Cachée dans ma poubelle, secouée de tremblements, le souffle court, j'attends. Dehors, du vent agite les feuilles des arbres du petit parc d'à côté. Je guette le moindre bruit, mais Sasha s'est tue. Pas de cris, pas de crissements des feuilles mortes sous les pas. Rien. Seul le silence, et la brise nocturne qui agite un peu ce monde figé par la lune.
Je me demande si on me voit, de l'extérieur. Ma position est risquée, mais c'est la seule qui me parle. Même si des déchets me recouvrent. D'où ils viennent, d'ailleurs? Certainement pas des derniers habitants, la ville a été entièrement nettoyée pour accueillir les premiers candidats. Des images impressionnantes s'imprimaient sur notre télé, de véritables terrils de déchets en tout genre. Ma mère était partie, incapable de supporter cette vision d'un ancien temps. Je crois qu'elle regrette, elle a la nostalgie d'une époque qu'elle n'a jamais vécue. Les récits qu'elle me faisait de cette France glorieuse étaient toujours emplis de larmes, un trouble intérieur et visiblement profond déformait sa voix.
Quand l'odeur devient trop forte, je recouvre mon nez d'un pull, et je respire fort l'odeur de lessive qui s'en dégage. Je tente quelquefois de changer de position, mais le plastique qui m'entoure dégage un bruit qui m'apparaît aussi fort que l'explosion d'un feu d'artifice. Mes muscles me brûlent, mes articulations sont au supplice. Je serre les dents, et essaie tant bien que mal de me dégager de cette désagréable couche. Je finis par écraser mes fesses sur une banane pourrie, ce qui déclenche une odeur insoutenable de fruit pourri. Je réprime un haut-le-coeur.

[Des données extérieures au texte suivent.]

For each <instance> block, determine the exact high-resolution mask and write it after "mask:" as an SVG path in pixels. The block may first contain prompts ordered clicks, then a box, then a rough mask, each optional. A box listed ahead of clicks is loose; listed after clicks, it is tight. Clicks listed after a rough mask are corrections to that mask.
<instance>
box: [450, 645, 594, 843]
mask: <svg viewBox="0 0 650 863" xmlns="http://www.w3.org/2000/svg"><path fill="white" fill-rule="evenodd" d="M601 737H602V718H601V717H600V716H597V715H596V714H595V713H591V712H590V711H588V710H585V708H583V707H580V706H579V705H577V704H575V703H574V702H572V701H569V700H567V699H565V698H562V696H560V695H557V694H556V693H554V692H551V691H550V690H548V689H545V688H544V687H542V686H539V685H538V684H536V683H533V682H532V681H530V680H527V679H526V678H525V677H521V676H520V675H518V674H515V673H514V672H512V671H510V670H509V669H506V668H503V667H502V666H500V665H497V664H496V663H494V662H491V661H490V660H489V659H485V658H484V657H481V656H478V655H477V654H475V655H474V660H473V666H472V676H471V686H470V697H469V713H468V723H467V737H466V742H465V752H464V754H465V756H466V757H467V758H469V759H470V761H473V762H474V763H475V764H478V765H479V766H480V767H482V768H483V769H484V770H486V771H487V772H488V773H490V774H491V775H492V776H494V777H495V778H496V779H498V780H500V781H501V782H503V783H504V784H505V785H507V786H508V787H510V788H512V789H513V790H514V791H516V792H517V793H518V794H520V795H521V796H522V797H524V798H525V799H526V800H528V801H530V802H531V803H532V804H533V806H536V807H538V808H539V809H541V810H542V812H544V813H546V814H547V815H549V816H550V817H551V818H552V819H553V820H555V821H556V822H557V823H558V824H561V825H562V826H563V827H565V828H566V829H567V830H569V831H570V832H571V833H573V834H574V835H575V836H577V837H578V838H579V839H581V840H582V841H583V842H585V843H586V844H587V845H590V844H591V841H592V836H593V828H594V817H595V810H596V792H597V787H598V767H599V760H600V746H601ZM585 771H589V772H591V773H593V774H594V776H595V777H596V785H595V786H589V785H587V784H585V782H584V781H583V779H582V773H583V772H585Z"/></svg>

Le temps se fait long. Je prends mon mal en patience, mais plus les minutes place, plus j'ai envie de sortir de ma poubelle en hurlant. Ma nuque, courbée contre un paroi, me lance. Que fait Kate? Ce n'est pas comme si Sasha se montrait discrète. Elles devraient normalement être en train de se battre. Mais c'est impossible. Elles auraient poussé des cris, ils seraient parvenus jusqu'à mes oreilles. Je dois pourtant me rendre à l'évidence: visiblement, j'ai raté le combat. Je ressens une pointe de déception. Même si la terreur aurait sans doute été affreuse, j'aurais bien aimé entendre cette bataille. Cela m'aurait diverti. Au lieu de ça, j'attends depuis ce qui me semble être une éternité dans un endroit crasseux.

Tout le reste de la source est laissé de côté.